ROCm/docs/how-to/rocm-for-ai/inference/benchmark-docker/previous-versions/vllm-0.8.5-20250521.rst

:orphan:

.. meta::
   :description: Learn how to validate LLM inference performance on MI300X GPUs using AMD MAD and the
                 ROCm vLLM Docker image.
   :keywords: model, MAD, automation, dashboarding, validate

**********************************
vLLM inference performance testing
**********************************

.. caution::

   This documentation does not reflect the latest version of ROCm vLLM
   inference performance documentation. See :doc:`../vllm` for the latest version.

.. _vllm-benchmark-unified-docker:

.. datatemplate:yaml:: /data/how-to/rocm-for-ai/inference/previous-versions/vllm_0.8.5_20250521-benchmark-models.yaml

   {% set unified_docker = data.vllm_benchmark.unified_docker.latest %}
   {% set model_groups = data.vllm_benchmark.model_groups %}

   The `ROCm vLLM Docker <{{ unified_docker.docker_hub_url }}>`_ image offers
   a prebuilt, optimized environment for validating large language model (LLM)
   inference performance on AMD Instinct™ MI300X Series GPUs.
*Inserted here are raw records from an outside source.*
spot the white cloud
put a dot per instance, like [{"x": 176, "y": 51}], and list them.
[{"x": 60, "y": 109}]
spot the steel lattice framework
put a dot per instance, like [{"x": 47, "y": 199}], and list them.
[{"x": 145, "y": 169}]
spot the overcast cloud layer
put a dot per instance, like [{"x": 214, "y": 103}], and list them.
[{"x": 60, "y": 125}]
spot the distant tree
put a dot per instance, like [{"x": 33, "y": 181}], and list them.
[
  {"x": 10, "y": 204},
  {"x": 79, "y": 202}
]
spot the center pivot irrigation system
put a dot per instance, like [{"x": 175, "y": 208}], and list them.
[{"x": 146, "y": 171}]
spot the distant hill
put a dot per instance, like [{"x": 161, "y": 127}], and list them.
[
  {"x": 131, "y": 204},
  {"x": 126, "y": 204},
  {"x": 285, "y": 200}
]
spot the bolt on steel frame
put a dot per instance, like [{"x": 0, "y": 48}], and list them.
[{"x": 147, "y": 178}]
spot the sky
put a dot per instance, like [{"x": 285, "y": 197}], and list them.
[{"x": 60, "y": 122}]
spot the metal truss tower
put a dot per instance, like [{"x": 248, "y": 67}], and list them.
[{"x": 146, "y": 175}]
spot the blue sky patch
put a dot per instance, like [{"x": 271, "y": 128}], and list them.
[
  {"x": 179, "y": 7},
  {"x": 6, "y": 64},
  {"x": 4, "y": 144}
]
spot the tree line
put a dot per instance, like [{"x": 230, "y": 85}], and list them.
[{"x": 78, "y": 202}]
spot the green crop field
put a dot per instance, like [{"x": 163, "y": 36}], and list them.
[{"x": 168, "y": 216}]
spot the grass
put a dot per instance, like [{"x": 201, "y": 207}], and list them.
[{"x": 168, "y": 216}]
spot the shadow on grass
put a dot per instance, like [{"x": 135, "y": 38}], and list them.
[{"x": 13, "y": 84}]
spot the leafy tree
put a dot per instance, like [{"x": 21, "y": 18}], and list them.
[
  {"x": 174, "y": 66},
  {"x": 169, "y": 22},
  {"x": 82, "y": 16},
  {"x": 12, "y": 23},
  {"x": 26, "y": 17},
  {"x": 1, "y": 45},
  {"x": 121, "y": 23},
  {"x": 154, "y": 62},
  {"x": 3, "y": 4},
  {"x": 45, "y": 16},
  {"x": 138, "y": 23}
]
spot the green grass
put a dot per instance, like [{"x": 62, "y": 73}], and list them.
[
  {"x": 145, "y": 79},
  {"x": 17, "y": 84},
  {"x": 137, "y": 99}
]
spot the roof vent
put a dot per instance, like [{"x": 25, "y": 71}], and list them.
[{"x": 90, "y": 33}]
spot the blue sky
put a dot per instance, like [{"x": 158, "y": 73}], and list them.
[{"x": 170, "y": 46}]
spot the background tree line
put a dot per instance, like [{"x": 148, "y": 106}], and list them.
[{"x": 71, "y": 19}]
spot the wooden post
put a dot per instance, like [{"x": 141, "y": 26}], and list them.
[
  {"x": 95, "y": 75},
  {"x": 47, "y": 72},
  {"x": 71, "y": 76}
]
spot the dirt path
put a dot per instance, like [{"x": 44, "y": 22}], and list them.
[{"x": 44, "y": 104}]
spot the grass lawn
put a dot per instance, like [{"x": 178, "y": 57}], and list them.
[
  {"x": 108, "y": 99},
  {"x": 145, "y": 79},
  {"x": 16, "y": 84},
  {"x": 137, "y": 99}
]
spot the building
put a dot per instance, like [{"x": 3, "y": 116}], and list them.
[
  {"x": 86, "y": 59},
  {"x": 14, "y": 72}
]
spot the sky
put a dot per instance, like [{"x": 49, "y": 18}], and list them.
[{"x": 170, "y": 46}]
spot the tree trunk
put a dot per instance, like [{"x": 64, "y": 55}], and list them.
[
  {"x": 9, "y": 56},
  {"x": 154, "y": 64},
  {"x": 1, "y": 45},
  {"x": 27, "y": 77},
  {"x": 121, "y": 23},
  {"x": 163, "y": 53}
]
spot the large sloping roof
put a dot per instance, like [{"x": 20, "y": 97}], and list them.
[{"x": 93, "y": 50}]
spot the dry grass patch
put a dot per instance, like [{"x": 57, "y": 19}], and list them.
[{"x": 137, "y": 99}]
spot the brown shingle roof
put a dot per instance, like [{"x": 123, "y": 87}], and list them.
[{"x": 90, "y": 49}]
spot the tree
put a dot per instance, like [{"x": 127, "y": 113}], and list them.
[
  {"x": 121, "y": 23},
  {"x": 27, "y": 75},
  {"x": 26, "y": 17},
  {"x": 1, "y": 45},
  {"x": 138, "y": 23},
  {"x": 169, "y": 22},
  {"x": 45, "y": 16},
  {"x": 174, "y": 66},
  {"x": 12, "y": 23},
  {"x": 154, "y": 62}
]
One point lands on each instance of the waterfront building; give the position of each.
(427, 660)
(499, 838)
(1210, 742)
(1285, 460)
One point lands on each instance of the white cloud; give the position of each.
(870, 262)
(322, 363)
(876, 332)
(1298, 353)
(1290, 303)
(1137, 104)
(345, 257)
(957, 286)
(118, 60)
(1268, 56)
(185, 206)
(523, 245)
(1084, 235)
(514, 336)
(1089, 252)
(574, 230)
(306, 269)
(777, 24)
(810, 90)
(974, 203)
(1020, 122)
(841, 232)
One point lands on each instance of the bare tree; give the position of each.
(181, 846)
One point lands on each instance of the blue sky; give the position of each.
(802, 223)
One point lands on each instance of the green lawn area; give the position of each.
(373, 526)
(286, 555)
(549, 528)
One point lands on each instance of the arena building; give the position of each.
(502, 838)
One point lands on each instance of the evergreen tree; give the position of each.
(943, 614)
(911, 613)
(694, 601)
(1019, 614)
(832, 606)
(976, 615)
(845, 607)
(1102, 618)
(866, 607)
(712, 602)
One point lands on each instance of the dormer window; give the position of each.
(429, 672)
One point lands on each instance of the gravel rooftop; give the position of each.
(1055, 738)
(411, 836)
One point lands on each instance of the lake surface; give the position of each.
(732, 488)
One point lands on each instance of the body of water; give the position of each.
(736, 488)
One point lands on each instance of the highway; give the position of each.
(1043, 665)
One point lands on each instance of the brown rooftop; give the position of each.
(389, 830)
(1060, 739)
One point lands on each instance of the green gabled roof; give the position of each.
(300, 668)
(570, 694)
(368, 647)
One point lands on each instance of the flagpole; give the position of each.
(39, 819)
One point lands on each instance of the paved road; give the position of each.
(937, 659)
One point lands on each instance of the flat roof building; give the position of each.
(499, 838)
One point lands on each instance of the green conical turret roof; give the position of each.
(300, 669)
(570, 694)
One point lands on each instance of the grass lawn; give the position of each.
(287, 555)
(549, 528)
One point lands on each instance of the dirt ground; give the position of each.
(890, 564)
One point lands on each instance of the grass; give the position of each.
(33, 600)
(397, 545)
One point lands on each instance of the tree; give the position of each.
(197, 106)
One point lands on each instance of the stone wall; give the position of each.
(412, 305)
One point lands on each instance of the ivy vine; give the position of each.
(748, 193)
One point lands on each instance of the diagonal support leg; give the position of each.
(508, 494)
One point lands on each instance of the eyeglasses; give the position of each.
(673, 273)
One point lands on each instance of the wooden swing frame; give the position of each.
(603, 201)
This ROCm vLLM
   Docker image integrates vLLM and PyTorch tailored specifically for MI300X Series
   GPUs and includes the following components:

   * `ROCm {{ unified_docker.rocm_version }} <https://github.com/ROCm/ROCm>`_

   * `vLLM {{ unified_docker.vllm_version }} <https://docs.vllm.ai/en/latest>`_

   * `PyTorch {{ unified_docker.pytorch_version }} <https://github.com/ROCm/pytorch.git>`_

   * `hipBLASLt {{ unified_docker.hipblaslt_version }} <https://github.com/ROCm/hipBLASLt>`_

   With this Docker image, you can quickly test the :ref:`expected
   inference performance numbers <vllm-benchmark-performance-measurements-v085-20250521>` for
   MI300X Series GPUs.

   .. _vllm-benchmark-available-models-v085-20250521:

   Supported models
   ================

   The following models are supported for inference performance benchmarking
   with vLLM and ROCm. Some instructions, commands, and recommendations in this
   documentation might vary by model -- select one to get started.

   .. raw:: html

      <div id="vllm-benchmark-ud-params-picker" class="container-fluid">
        <div class="row">
          <div class="col-2 me-2 model-param-head">Model group</div>
          <div class="row col-10">
   {% for model_group in model_groups %}
            <div class="col-3 model-param" data-param-k="model-group" data-param-v="{{ model_group.tag }}" tabindex="0">{{ model_group.group }}</div>
   {% endfor %}
          </div>
        </div>

        <div class="row mt-1">
          <div class="col-2 me-2 model-param-head">Model</div>
          <div class="row col-10">
   {% for model_group in model_groups %}
      {% set models = model_group.models %}
      {% for model in models %}
         {% if models|length % 3 == 0 %}
            <div class="col-4 model-param" data-param-k="model" data-param-v="{{ model.mad_tag }}" data-param-group="{{ model_group.tag }}" tabindex="0">{{ model.model }}</div>
         {% else %}
            <div class="col-6 model-param" data-param-k="model" data-param-v="{{ model.mad_tag }}" data-param-group="{{ model_group.tag }}" tabindex="0">{{ model.model }}</div>
         {% endif %}
      {% endfor %}
   {% endfor %}
          </div>
        </div>
      </div>

   .. _vllm-benchmark-vllm:

   {% for model_group in model_groups %}
      {% for model in model_group.models %}

   .. container:: model-doc {{model.mad_tag}}

      .. note::

         See the `{{ model.model }} model card on Hugging Face <{{ model.url }}>`_ to learn more about your selected model.
         Some models require access authorization prior to use via an external license agreement through a third party.

      {% endfor %}
   {% endfor %}

   .. note::

      vLLM is a toolkit and library for LLM inference and serving. AMD implements
      high-performance custom kernels and modules in vLLM to enhance performance.
      See :ref:`fine-tuning-llms-vllm` and :ref:`mi300x-vllm-optimization` for
      more information.

   .. _vllm-benchmark-performance-measurements-v085-20250521:

   Performance measurements
   ========================

   To evaluate performance, the
   `Performance results with AMD ROCm software <https://www.amd.com/en/developer/resources/rocm-hub/dev-ai/performance-results.html>`_
   page provides reference throughput and latency measurements for inferencing
   popular AI models.

   .. note::

      The performance data presented in
      `Performance results with AMD ROCm software <https://www.amd.com/en/developer/resources/rocm-hub/dev-ai/performance-results.html>`_
      should not be interpreted as the peak performance achievable by AMD
      Instinct MI325X and MI300X GPUs or ROCm software.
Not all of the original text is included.